Il est 16H. Dans son bureau de l’Institut Bergonié de Bordeaux, le Dr Quenel-Tueux est installée devant ses deux écrans. Elle se prépare à un rendez-vous de suivi avec une patiente. En direct, mais à 150 km de distance.
Un centre de cancérologie sanctuarisé face au Covid-19
L’hôpital est en « Plan Blanc » : prise de température avant l’entrée, consultations numériques pour éviter les allers-retours, chirurgies non urgentes reportées. Tout a été fait pour « sanctuariser » ce centre Unicancer. Et éviter aux malades hospitalisés ou aux patients en hôpital de jour de se trouver au contact de personnes infectées par le coronavirus.

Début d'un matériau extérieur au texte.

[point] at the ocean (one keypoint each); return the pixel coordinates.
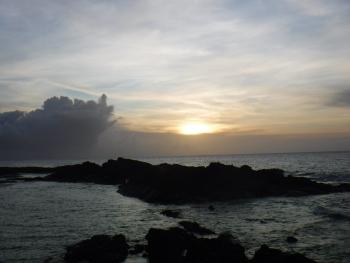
(38, 219)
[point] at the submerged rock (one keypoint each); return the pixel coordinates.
(291, 239)
(173, 183)
(271, 255)
(99, 248)
(137, 249)
(171, 213)
(195, 228)
(167, 245)
(223, 249)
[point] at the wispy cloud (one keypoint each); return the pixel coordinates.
(237, 64)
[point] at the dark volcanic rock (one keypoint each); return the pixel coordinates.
(223, 249)
(195, 228)
(137, 249)
(291, 239)
(167, 245)
(172, 183)
(99, 248)
(270, 255)
(171, 213)
(175, 245)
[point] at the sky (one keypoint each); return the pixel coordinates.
(250, 76)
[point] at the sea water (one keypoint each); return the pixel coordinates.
(38, 219)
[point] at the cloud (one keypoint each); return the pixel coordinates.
(62, 128)
(341, 99)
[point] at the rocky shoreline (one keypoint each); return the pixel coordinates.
(176, 184)
(176, 245)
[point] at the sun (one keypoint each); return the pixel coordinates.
(195, 128)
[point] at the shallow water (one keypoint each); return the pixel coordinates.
(38, 219)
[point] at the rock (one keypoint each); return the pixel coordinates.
(211, 208)
(291, 239)
(167, 245)
(178, 184)
(99, 248)
(137, 249)
(223, 249)
(171, 213)
(271, 255)
(195, 228)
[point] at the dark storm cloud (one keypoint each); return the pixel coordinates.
(62, 128)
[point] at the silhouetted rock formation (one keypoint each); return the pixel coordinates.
(291, 239)
(271, 255)
(98, 249)
(195, 228)
(171, 213)
(173, 183)
(176, 245)
(168, 245)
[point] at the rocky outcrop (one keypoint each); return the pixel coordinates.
(171, 213)
(176, 245)
(98, 249)
(195, 228)
(271, 255)
(173, 183)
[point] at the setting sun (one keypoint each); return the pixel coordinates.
(195, 128)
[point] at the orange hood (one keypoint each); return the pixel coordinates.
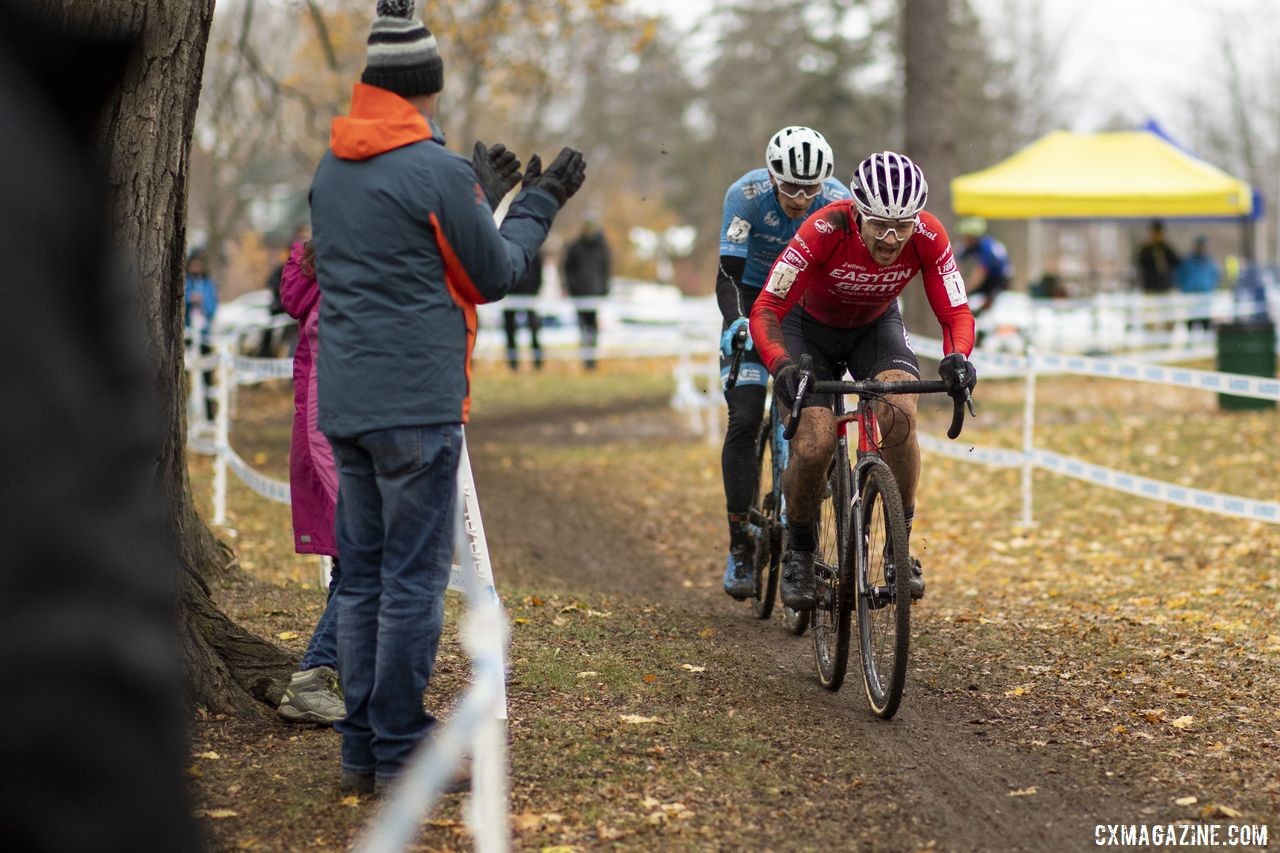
(379, 122)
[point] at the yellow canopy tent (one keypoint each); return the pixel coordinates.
(1100, 176)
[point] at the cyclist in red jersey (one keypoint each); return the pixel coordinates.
(832, 295)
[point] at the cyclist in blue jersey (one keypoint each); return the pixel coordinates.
(991, 269)
(763, 209)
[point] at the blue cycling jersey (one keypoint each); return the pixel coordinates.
(991, 255)
(755, 227)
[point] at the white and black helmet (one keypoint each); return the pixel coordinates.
(888, 186)
(799, 155)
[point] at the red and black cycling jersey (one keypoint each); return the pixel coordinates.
(830, 272)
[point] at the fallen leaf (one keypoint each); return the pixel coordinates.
(1214, 810)
(215, 813)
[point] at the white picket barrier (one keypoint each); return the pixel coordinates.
(478, 724)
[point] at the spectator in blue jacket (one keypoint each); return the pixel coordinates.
(1198, 274)
(201, 305)
(406, 247)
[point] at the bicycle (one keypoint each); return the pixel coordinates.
(767, 515)
(862, 536)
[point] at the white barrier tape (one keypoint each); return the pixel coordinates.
(250, 370)
(1112, 479)
(260, 483)
(1230, 383)
(1157, 489)
(1258, 387)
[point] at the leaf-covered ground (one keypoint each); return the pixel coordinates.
(1116, 662)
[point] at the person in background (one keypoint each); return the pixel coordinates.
(314, 693)
(201, 305)
(1198, 276)
(406, 247)
(1156, 261)
(588, 264)
(272, 338)
(511, 318)
(988, 265)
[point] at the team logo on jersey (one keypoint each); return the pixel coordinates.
(955, 288)
(781, 278)
(791, 256)
(737, 231)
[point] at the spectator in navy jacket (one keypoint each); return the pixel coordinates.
(406, 247)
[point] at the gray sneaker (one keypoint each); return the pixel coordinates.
(312, 696)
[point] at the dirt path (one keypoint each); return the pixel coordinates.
(946, 771)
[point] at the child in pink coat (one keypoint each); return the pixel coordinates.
(312, 694)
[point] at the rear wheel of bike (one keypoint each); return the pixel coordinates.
(833, 574)
(883, 589)
(767, 515)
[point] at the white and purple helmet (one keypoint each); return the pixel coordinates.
(888, 186)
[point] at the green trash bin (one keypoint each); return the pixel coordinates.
(1247, 349)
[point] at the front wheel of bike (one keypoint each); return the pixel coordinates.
(831, 616)
(795, 620)
(883, 579)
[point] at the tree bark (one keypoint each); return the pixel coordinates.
(928, 121)
(146, 141)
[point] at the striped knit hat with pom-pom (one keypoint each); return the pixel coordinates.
(402, 53)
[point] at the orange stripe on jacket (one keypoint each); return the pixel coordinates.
(465, 295)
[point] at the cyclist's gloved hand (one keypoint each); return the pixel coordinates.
(740, 324)
(786, 384)
(498, 170)
(563, 177)
(958, 373)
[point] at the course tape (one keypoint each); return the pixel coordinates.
(1230, 383)
(250, 370)
(269, 488)
(1110, 478)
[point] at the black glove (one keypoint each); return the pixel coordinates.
(563, 177)
(497, 169)
(958, 373)
(786, 384)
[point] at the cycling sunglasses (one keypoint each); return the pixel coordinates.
(882, 228)
(798, 191)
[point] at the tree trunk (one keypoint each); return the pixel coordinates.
(146, 140)
(929, 122)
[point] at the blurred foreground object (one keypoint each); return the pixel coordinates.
(91, 740)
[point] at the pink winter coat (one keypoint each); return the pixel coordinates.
(312, 475)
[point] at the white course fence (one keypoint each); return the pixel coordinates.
(478, 723)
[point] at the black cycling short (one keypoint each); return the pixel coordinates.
(865, 351)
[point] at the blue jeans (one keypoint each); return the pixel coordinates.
(394, 527)
(323, 648)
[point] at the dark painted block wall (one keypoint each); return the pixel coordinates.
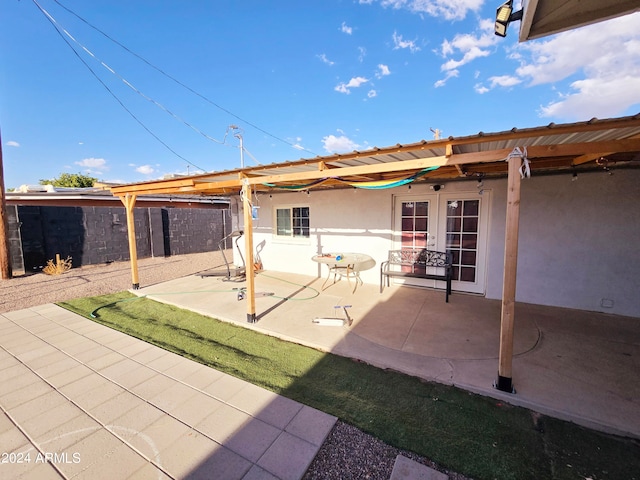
(95, 235)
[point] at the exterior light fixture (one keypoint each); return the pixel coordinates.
(504, 16)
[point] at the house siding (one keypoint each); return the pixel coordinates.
(577, 244)
(94, 235)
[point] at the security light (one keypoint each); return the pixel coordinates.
(504, 16)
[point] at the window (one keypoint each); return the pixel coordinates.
(292, 222)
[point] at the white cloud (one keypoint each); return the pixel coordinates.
(605, 55)
(400, 43)
(504, 81)
(383, 71)
(595, 97)
(93, 163)
(333, 144)
(145, 169)
(324, 59)
(355, 82)
(446, 9)
(443, 81)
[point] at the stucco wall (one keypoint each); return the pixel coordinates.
(578, 239)
(578, 243)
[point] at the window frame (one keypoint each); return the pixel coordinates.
(293, 218)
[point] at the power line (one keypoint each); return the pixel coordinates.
(162, 72)
(60, 31)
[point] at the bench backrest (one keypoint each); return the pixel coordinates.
(419, 257)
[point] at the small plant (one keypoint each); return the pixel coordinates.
(59, 267)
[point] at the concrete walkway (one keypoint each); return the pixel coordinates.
(79, 400)
(575, 365)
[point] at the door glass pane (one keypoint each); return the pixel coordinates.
(462, 238)
(283, 221)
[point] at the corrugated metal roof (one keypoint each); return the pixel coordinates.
(550, 147)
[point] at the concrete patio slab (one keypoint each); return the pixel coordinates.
(575, 365)
(72, 406)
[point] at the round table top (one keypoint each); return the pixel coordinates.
(359, 261)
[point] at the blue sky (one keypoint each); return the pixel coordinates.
(299, 79)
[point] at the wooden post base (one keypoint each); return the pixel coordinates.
(504, 384)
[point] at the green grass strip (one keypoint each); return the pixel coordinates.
(471, 434)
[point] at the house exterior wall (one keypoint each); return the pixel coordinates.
(577, 245)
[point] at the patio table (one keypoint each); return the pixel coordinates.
(347, 265)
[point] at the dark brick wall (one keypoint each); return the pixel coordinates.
(193, 230)
(95, 235)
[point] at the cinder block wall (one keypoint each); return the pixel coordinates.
(95, 235)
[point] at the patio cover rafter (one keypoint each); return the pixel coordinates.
(549, 148)
(552, 147)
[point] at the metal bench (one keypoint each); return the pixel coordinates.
(417, 263)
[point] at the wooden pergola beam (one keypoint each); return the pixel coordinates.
(505, 359)
(129, 201)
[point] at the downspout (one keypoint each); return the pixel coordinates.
(129, 201)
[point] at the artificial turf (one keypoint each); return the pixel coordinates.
(478, 436)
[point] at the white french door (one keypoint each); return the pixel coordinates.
(454, 222)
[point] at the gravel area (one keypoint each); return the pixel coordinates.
(347, 453)
(38, 288)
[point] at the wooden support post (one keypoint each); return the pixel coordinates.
(504, 381)
(248, 247)
(129, 202)
(5, 254)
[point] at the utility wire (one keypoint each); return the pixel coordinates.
(136, 90)
(60, 30)
(162, 72)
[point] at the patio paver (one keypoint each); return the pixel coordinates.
(127, 409)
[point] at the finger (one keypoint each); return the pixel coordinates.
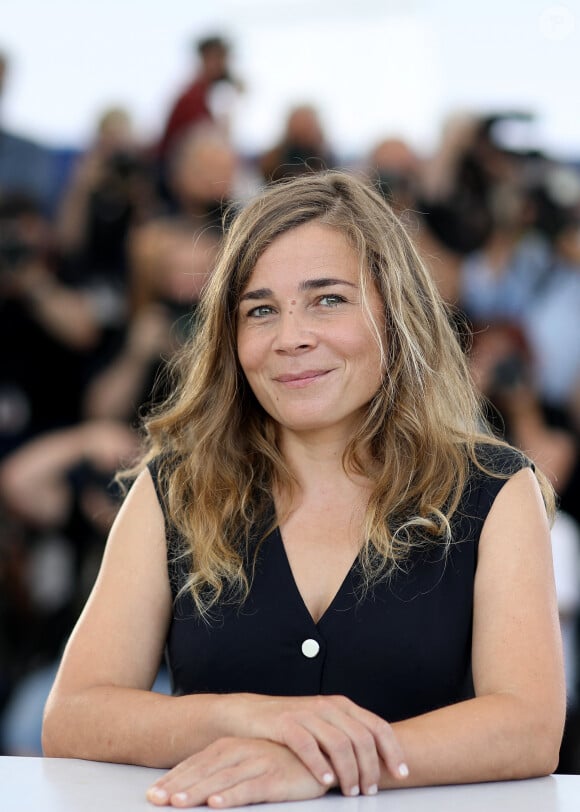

Si depuis une semaine, les trois quarts des « consultations de suivi » de l’Institut Bergonié se font via un logiciel crypté et sécurisé, la cancérologue n’a pas attendu la crise du coronavirus pour promouvoir cette solution : « je n’y vois que des avantages : moins de fatigue, moins de déplacements pour les patientes… »
Voilà déjà plusieurs années qu’elle organise, la veille des séances de chimiothérapie, des rendez-vous par écran interposé. Une solution qui lui permet de suivre au mieux des patientes âgées et éloignées de l’hôpital, comme elle l’a expérimenté dès 2017 dans le département des Landes.
Moins d’attente le « Jour J »
Questions concernant l’état de santé général, discussions sur les effets secondaires et les réponses à y apporter, état de fatigue, vérification en parallèle sur son deuxième écran des analyses sanguines récentes et autres marqueurs… L’avantage ? « Lorsque la patiente arrive à l’hôpital pour sa chimiothérapie, elle n’a plus besoin de passer me voir en rendez-vous : cela lui évite une première attente devant mon bureau et possiblement des retards. Puis, au sortir de mon cabinet, elle évite également une seconde attente en hôpital de jour pour la chimiothérapie. Là, elle se rend directement, à l’heure dite, pour recevoir sa chimiothérapie qui est déjà prête et adaptée selon notre discussion de la veille, puis elle peut repartir chez elle ».
Webcam et appli
Sur l’écran du Dr Quenel-Tueux, un icône vert passe au rouge. Sa patiente vient d’arriver en « salle d’attente virtuelle ». L’oncologue lance la consultation et la webcam s’allume. À l’autre bout du réseau, installée sur son canapé, tasse de thé fumante devant elle, apparait Sylvia, la cinquantaine souriante. Suivie à l’Institut Bergonié pour un cancer du sein, elle reçoit une chimiothérapie adjuvante. Elle ne voit que des avantages à la téléconsultation : « Lorsqu’on est affaibli par les traitements, franchement, moins on traine en salle d’attente mieux ça vaut. D’ailleurs, je télé-consultais avec le Dr Quenel-Tueux avant le coronavirus. J’ai aussi l’application de suivi des effets secondaires de l’hôpital qui est très bien faite : comme cela, le médecin a toutes les informations me concernant ».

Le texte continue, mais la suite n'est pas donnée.